From the time of transportation and reassembling the fragments of the sculpture more than several decades have past. Parts of the sculpture should be processed properly and to put together finding suitable material and so on. So to lift the whole detail each was necessary because each of it weighed more than several dozens or a kilogram but it was a long laborious work.
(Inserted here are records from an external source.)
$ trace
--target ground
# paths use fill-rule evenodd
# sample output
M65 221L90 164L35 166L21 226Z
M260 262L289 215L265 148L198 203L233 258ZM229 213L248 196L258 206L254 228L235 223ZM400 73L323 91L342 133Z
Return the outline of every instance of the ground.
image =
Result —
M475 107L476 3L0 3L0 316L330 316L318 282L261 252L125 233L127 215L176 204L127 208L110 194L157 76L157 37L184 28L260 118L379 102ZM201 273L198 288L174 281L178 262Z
In 2001 the sleeping Buddha from Ajina Teppa acquired a new life and a new house in the National Museum Tajikistan in Dushanbe. In fact already in 2014-2015 the sculpture was almost taken to a new National Museum of Tajikistan however the stuff of the Antiquity Museum and Hermitage protected the Buddha. They insisted that it was impossible. So the copy of it was created.
However the detective stories of the historical past of modern Tajikistan has not finished yet with it and that hill of “evil spirits” or “hill of jinnee” is not investigated totally. The excavation of Old Penjikent and Sarazm will tell us a lot. Not all those underground temples of the Buddhism period of the country is investigated but nowadays is possible to find out more about these and other archaeological treasures and national heritage of the country for instance going to an cognitive and religious tour of the ancient Tajik land.